Autism researchers made this culture change a few years ago. Virtually all autism human subjects research data is expected to be deposited in the National Database for Autism Research, which now holds genomic sequences, brain images, and clinical data from over 77,000 subjects. This data provides a platform for discovery through secondary analysis and data sharing specific to a publication.4,5 We expect similar opportunities to emerge from the Human Connectome Project, which is making brain imaging and genomic data broadly available from 1200 healthy volunteers, including 300 twins. But one of the most interesting data sharing efforts will be the Research Domain Criteria (RDoC) project. Most people have focused on RDoC as a matrix with domains of function arrayed with the units of analysis used to study those domains. In fact, it is a big data project built with an information commons for compiling and integrating data through the recently established RDoC Database. The new diagnostic clusters for classifying illness are expected to emerge from this information commons, much as we have seen genomic signals emerge from large amounts of sequencing data.

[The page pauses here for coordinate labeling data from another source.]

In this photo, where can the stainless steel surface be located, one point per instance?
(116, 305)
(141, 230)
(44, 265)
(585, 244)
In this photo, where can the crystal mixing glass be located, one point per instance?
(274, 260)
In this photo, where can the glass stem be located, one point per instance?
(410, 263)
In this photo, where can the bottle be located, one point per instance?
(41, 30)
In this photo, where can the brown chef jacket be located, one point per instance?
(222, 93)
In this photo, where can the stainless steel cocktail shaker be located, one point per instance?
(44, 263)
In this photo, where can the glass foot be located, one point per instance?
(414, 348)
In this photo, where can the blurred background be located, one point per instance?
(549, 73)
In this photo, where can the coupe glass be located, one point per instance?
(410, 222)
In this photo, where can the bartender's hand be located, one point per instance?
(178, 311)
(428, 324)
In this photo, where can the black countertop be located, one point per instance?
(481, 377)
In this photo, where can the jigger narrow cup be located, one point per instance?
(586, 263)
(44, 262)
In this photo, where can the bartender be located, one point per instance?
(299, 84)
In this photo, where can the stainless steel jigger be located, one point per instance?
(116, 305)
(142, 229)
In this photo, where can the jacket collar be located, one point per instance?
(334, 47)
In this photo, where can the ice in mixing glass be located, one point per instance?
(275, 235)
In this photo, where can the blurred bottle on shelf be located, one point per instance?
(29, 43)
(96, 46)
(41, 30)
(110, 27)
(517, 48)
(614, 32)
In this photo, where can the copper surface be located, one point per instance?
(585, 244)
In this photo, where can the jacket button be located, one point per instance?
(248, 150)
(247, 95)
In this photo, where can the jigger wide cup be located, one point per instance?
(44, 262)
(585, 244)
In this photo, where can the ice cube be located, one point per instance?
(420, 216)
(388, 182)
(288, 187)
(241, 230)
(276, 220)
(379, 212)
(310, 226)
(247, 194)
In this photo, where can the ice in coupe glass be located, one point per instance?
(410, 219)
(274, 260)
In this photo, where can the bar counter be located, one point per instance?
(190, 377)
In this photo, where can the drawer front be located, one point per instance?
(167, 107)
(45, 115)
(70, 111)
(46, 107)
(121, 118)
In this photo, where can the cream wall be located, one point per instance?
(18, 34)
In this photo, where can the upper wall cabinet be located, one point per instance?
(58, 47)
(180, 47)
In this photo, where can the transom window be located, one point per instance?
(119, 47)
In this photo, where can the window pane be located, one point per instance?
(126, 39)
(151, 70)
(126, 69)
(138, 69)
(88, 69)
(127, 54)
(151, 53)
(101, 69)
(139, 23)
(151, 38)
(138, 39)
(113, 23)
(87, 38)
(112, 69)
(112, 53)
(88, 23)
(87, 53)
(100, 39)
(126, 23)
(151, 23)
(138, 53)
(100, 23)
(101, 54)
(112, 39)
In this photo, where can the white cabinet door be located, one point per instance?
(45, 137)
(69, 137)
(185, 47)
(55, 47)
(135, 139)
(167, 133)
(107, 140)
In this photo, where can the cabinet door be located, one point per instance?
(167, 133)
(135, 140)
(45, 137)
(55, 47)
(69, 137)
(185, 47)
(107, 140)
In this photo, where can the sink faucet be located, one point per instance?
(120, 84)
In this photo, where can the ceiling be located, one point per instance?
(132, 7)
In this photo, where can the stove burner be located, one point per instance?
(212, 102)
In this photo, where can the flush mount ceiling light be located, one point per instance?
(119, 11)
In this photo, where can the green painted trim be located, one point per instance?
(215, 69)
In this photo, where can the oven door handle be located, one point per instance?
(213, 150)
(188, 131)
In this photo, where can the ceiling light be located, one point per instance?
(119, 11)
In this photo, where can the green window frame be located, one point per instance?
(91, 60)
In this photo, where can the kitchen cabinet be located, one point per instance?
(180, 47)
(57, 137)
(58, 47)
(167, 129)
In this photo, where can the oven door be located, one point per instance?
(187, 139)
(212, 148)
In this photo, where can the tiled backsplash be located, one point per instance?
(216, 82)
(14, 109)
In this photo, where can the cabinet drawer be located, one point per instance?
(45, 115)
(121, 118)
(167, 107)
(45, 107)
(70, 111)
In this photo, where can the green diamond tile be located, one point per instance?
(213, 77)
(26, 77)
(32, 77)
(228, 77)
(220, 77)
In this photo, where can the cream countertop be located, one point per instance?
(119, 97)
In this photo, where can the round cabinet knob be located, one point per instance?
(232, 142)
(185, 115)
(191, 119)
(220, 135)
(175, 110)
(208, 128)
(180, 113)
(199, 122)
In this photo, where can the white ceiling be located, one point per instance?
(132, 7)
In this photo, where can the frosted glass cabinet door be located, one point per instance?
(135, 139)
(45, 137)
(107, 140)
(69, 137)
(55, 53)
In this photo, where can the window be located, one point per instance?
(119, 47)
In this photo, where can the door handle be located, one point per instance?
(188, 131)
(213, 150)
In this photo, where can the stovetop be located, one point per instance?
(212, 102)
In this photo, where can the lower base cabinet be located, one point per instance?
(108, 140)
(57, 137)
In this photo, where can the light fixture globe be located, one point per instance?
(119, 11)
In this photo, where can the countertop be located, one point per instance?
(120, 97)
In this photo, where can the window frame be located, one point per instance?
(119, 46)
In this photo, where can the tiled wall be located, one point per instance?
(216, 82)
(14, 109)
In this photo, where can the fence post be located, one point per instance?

This shift from the “data are mine” to treasure troves of “mined data” will be disruptive for many. Academic culture is built on individual promotion, often dependent on holding on to data until results can be published in the maximum number of papers in the highest impact journals. For some investigators, sharing unpublished data will feel like giving away the crown jewels. For others, the work of sharing—and it is considerable additional work—will require supplemental funding. Some have asked about the value of sharing when they have too little time or funding to analyze their own data fully. Others have worried about the quality of data that will be shared.

We hear the concerns, especially from early stage investigators who are already facing unprecedented competition for funding. But we also hear the frustration from the public and Congress that funds NIH research. Their concerns: progress is slow, there is too little collaboration across labs, and scientists seem to be funded to study a problem not solve it. Data, not just the results, generated as a consequence of taxpayer funded projects should be a resource for all. Add to this frustration the recent evidence that NIH-funded research cannot be replicated and you have a recipe for change. Data sharing may not solve all of these issues, but if it creates an information culture with more people empowered to work on NIMH problems, we may see this sea change as the catalyst to finally solving some of the most complex scientific issues we face.

References

1 Schizophrenia Working Group of the Psychiatric Genomics Consortium. Biological insights from 108 schizophrenia-associated genetic loci. Nature. 2014 Jul 24;511(7510):421-7.

2 Collins FS and Tabak LA. NIH plans to enhance reproducibility. Nature. 2014 Jan 30;505(485):612-613.

3 Ebrahim S et al. Reanalyses of randomized clinical trial data. JAMA. 2014;312(10):1024-1032.

4 Supekar K et al. Brain hyperconnectivity in children with autism and its links to social deficits. Cell Reports. 2013 Nov 14;5(3):738-747.

5 Gaugler T et al. Most genetic risk for autism resides with common variation. Nature Genetics. 2014;46(8):881-885.